RE: [greenstone-devel] Metadata.xml not well formed

From Diego Spano
DateWed, 6 Aug 2003 16:52:52 -0300
Subject RE: [greenstone-devel] Metadata.xml not well formed
In-Reply-To (20030805215247-GE6174-wesson-cs-waikato-ac-nz)
Helio, as John said, you don?t need to write html &#...; codes. Download
jedit (www.jedit.org) and use it to write metadata.xlm files. You can
configure this editor to save the files in UTF-8 format, so you don?t need
to worry about special characters, simply write text in natural language and
jedit saves it in utf-8 format. Greenstone will have no problems whit this
file.

Jedit has a "Loading/Saving" configuration option and inside this topic
there is a "Default character encoding" feature, so select UTF8.

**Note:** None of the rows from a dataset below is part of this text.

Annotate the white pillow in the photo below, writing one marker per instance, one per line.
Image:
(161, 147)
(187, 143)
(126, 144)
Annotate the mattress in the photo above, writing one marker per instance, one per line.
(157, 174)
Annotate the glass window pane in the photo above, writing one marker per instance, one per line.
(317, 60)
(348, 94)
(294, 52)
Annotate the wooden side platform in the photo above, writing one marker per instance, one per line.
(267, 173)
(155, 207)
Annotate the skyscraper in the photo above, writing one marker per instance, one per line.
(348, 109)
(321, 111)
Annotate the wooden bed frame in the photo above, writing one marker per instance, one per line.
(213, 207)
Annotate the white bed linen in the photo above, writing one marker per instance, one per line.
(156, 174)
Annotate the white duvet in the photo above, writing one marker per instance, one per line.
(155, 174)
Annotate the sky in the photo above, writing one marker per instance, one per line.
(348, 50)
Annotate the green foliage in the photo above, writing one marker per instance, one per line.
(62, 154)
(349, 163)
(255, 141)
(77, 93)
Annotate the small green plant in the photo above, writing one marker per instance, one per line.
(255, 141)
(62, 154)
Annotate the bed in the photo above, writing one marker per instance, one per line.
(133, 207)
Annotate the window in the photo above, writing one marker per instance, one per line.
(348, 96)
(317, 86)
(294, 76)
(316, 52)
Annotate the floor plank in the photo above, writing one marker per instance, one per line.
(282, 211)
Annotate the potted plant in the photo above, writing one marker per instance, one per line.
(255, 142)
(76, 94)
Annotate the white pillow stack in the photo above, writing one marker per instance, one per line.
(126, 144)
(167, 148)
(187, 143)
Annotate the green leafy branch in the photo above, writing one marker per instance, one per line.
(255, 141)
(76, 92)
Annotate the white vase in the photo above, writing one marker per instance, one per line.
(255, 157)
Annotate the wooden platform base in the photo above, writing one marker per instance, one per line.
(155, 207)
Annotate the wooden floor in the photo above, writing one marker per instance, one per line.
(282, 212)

Hope you understand what I?m saying.

Lic. Diego Spano
Archivo Digital
Secretaria de Derechos Humanos
djspano@jus.gov.ar <mailto:djspano@jus.gov.ar>

-----Mensaje original-----
De: greenstone-devel-bounces@list.scms.waikato.ac.nz
[mailto:greenstone-devel-bounces@list.scms.waikato.ac.nz]En nombre de
John R. McPherson
Enviado el: Martes, 05 de Agosto de 2003 06:53 p.m.
Para: Bethany Letalien
CC: 'greenstone-devel@list.scms.waikato.ac.nz'; Helio Kuramoto
Asunto: Re: [greenstone-devel] Metadata.xml not well formed


On Tue, Aug 05, 2003 at 05:00:31PM -0500, Bethany Letalien wrote:
> Helio, you can't use accents in the metadata files like that. Try removing
> them. Make it run, then do it again with the accents in place, but use
> UNICODE (http://www.unicode.org/). You're set to UTF-8, which is right.
> You need to start the statements with &#x and then end them with ; if
> you're using the sets at http://www.unicode.org/charts/PDF/U0080.pdf (also
> look at http://www.unicode.org/charts/PDF/U0000.pdf for special character
> it won't process if typed normally). For example, informacao becomes
>
> informa&#x00E7;&#x00F5;o
>
> I just got through converting Portuguese accents to UNICODE in a
> metadata.xml file, so feel free to e-mail me off list as well in either
> language. Also, I'd be curious to hear about your work at IBICT....

Hi,
you don't have to use the html &#...; codes. You can use the accented
characters, as long as they are using utf-8 codes, and not latin
(iso-8859 or windows codepage 1252) characters sets.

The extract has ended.